A private equity deal for Fidelity National Information Services Inc , currently being negotiated, could be worth around $15 billion if a buyout is agreed, a source familiar with the situation said on Tuesday.

Three big private equity firms have teamed up to bid for Fidelity National, sources familiar with the situation said on Thursday, a deal that, if completed, would rank as the biggest leveraged buyout since the financial crisis hit.

Blackstone Group , Thomas H. Lee Partners and TPG Capital are in talks to buy the company, which provides payment processing and other banking services and has a market value of more than $11 billion, those sources said.

A deal at that price could equate to around $32 a share, one source said on Tuesday, and could be reached by May 16, two sources said. Fidelity National's shares closed on the New York Stock Exchange on Tuesday at $28.86.

The potential price of the deal was first reported by Bloomberg.

If the deal gets done, it would provide evidence that big-money buyouts are returning after credit markets plunged into a deep freeze because of the economic downturn.

It would also be the latest sign that M&A is picking up for the payment-processing industry, which has seen other firms go on the block such as a unit of Royal Bank of Scotland Group Plc and privately held North American Bancard Inc.

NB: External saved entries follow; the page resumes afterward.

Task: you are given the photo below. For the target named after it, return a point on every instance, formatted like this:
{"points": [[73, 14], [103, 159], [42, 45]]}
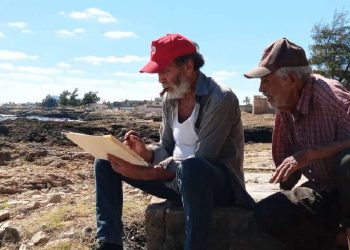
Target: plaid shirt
{"points": [[322, 116]]}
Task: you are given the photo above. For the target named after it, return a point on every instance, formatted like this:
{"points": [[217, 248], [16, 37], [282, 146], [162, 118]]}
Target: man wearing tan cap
{"points": [[311, 137], [198, 161]]}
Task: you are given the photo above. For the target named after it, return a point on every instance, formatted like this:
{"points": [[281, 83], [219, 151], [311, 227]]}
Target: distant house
{"points": [[150, 106], [246, 108], [260, 106], [97, 107]]}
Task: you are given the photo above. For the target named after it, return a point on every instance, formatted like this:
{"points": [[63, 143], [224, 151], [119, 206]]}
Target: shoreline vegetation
{"points": [[47, 193]]}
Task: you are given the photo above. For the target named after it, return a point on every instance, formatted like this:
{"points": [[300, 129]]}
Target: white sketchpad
{"points": [[100, 146]]}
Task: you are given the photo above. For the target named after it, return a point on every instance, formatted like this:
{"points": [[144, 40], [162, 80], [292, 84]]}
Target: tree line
{"points": [[67, 98]]}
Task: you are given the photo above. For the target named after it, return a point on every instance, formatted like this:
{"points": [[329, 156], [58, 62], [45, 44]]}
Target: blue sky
{"points": [[47, 47]]}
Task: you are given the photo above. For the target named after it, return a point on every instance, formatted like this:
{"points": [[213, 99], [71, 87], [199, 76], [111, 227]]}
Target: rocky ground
{"points": [[47, 184]]}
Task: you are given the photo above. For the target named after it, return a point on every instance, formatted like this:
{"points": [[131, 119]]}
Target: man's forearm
{"points": [[321, 152], [158, 173]]}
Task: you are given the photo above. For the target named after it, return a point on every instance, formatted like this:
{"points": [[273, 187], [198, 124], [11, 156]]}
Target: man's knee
{"points": [[102, 167], [342, 168], [193, 172]]}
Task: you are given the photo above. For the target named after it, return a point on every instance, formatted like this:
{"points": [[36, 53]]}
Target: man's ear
{"points": [[295, 81], [189, 66]]}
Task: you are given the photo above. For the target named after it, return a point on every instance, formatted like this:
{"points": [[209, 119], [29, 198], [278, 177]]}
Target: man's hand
{"points": [[129, 170], [289, 166], [136, 172], [134, 142]]}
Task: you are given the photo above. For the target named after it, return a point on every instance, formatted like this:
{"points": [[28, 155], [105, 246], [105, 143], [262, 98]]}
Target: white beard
{"points": [[177, 91]]}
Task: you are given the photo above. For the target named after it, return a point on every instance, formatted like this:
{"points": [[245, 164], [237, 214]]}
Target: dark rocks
{"points": [[258, 134], [5, 156], [232, 228]]}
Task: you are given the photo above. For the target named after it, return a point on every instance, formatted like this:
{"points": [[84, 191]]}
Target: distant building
{"points": [[150, 106], [260, 106], [97, 107], [246, 108]]}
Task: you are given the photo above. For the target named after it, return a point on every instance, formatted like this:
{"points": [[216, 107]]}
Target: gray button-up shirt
{"points": [[219, 129]]}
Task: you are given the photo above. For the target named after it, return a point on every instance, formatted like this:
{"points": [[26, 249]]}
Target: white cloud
{"points": [[95, 60], [4, 77], [76, 71], [132, 75], [15, 55], [29, 69], [94, 13], [69, 33], [64, 65], [119, 34], [18, 25], [7, 66], [27, 31], [223, 75]]}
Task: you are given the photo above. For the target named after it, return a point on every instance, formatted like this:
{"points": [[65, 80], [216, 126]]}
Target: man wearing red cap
{"points": [[311, 137], [198, 161]]}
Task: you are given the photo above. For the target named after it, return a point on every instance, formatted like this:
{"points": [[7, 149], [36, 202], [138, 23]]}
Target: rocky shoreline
{"points": [[47, 183]]}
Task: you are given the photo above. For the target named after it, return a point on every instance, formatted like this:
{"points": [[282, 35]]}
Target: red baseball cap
{"points": [[165, 49]]}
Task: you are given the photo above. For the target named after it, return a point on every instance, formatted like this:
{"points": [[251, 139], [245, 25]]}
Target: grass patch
{"points": [[59, 218]]}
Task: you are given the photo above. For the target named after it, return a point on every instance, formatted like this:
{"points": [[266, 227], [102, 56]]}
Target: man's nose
{"points": [[160, 78], [262, 87]]}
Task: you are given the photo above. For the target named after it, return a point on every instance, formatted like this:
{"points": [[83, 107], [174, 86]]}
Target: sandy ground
{"points": [[47, 192]]}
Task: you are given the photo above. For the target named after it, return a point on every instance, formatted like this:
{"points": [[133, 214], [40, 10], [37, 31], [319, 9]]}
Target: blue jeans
{"points": [[201, 186], [304, 218]]}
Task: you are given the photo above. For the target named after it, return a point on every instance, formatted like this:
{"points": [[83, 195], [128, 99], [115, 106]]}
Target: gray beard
{"points": [[178, 91]]}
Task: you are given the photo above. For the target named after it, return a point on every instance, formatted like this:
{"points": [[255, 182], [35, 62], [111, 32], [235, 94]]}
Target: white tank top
{"points": [[185, 135]]}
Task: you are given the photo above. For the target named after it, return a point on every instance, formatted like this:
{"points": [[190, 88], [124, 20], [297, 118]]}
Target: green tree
{"points": [[246, 100], [330, 53], [90, 98], [63, 99], [49, 102], [73, 100]]}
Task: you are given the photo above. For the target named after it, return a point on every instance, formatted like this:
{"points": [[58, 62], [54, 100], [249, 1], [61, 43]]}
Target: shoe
{"points": [[108, 246]]}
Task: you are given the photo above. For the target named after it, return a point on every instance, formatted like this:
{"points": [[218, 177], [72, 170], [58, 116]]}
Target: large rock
{"points": [[4, 215], [232, 228], [8, 233]]}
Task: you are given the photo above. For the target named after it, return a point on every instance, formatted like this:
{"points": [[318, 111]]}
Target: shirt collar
{"points": [[202, 84], [305, 98]]}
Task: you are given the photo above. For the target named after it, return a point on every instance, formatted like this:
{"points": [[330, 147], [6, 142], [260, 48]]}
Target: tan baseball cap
{"points": [[281, 53]]}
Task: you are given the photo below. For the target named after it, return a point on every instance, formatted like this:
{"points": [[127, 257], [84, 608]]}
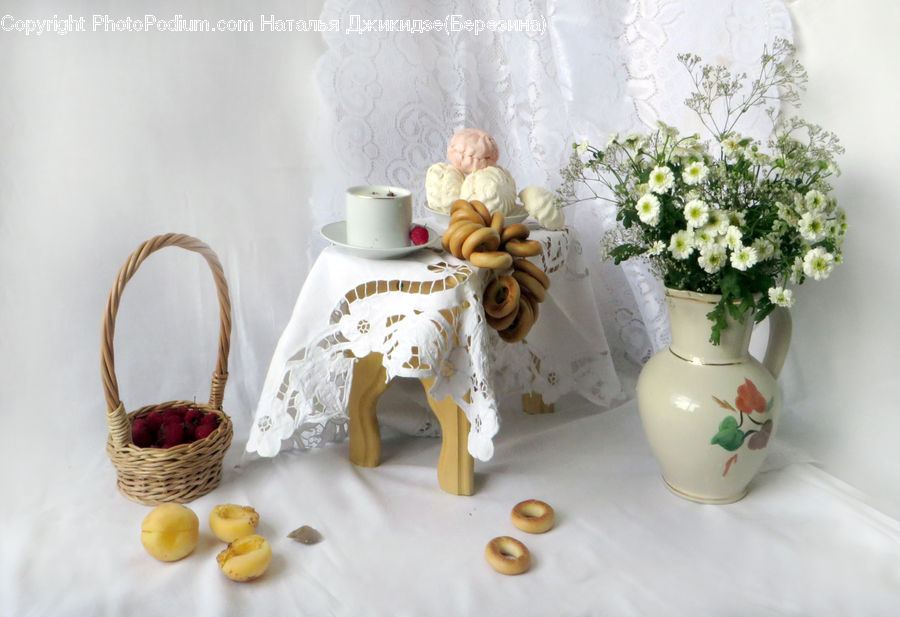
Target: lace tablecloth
{"points": [[423, 314]]}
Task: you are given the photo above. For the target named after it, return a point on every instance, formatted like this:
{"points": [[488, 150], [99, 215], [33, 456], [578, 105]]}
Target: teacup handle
{"points": [[780, 328]]}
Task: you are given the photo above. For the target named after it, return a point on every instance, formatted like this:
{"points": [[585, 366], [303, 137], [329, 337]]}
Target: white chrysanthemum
{"points": [[780, 296], [814, 200], [712, 258], [696, 213], [764, 248], [705, 236], [656, 248], [818, 263], [744, 258], [681, 244], [661, 179], [812, 227], [718, 220], [648, 209], [797, 270], [734, 237], [738, 219], [695, 173]]}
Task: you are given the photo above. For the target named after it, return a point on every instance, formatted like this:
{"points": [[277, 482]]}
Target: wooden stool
{"points": [[456, 467]]}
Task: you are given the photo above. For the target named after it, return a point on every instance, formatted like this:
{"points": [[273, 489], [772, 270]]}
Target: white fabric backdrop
{"points": [[109, 138]]}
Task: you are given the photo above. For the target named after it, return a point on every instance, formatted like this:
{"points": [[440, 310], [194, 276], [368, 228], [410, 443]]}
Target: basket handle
{"points": [[120, 431]]}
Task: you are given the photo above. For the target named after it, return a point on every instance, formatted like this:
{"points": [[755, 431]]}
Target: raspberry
{"points": [[203, 430], [141, 435], [173, 434], [192, 416], [418, 235], [154, 421]]}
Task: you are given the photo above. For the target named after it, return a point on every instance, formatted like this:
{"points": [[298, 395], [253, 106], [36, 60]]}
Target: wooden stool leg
{"points": [[367, 385], [534, 403], [456, 467]]}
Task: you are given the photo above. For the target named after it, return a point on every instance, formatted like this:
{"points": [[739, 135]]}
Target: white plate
{"points": [[336, 233], [444, 219]]}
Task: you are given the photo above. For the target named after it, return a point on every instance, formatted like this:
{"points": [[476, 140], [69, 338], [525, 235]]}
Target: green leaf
{"points": [[625, 251], [729, 436]]}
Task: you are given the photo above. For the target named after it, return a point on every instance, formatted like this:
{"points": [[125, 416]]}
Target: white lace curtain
{"points": [[594, 68]]}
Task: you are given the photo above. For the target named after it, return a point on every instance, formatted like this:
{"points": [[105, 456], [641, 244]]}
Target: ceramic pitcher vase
{"points": [[710, 411]]}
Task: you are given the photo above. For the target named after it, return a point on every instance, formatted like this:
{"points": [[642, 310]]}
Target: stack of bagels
{"points": [[512, 295]]}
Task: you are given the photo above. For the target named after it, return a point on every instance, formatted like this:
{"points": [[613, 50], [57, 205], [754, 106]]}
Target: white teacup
{"points": [[378, 216]]}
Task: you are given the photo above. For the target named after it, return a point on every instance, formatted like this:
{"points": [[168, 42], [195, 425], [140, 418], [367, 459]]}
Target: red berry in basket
{"points": [[418, 235], [210, 419], [173, 434], [154, 421], [192, 416], [141, 435], [204, 430]]}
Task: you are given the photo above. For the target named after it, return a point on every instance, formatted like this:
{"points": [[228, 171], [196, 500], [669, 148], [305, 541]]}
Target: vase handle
{"points": [[780, 328]]}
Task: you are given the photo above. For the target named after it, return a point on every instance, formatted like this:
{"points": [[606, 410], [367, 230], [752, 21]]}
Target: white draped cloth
{"points": [[594, 68], [424, 315]]}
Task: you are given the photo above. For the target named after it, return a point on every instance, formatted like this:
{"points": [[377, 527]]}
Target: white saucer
{"points": [[444, 219], [336, 233]]}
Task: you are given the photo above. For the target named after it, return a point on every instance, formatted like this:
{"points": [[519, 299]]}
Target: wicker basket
{"points": [[184, 472]]}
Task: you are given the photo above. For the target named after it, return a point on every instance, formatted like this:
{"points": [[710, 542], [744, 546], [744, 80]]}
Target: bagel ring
{"points": [[523, 248], [484, 239], [501, 298], [482, 211], [533, 516], [516, 231], [496, 260], [497, 222], [521, 326], [462, 231], [523, 265], [530, 284], [507, 555], [503, 323]]}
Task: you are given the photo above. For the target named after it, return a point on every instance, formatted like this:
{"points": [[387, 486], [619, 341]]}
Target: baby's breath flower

Three banks, JPMorgan Chase & Co , Citigroup Inc and Bank of America Corp are leading the financing for the potential buyout, a source familiar with the situation previously said.

Fidelity National, which traces its history to the 1960s, is a former subsidiary of Fidelity National Financial and was spun off into a separate company in 2006. Last year it struck a $2.94 billion deal to buy Metavante Technologies.

Large leveraged buyouts have been pretty much extinct since the summer of 2007, when the financial crisis halted most financing for big deals, banks were stuck with debt and the economy froze.

Since then, the economy and stock markets have begun to recover, and confidence is returning to the banking sector. Bankers and private equity firms have started viewing mega-buyouts of $10 billion or more as achievable -- something that was not even on the radar just six months ago.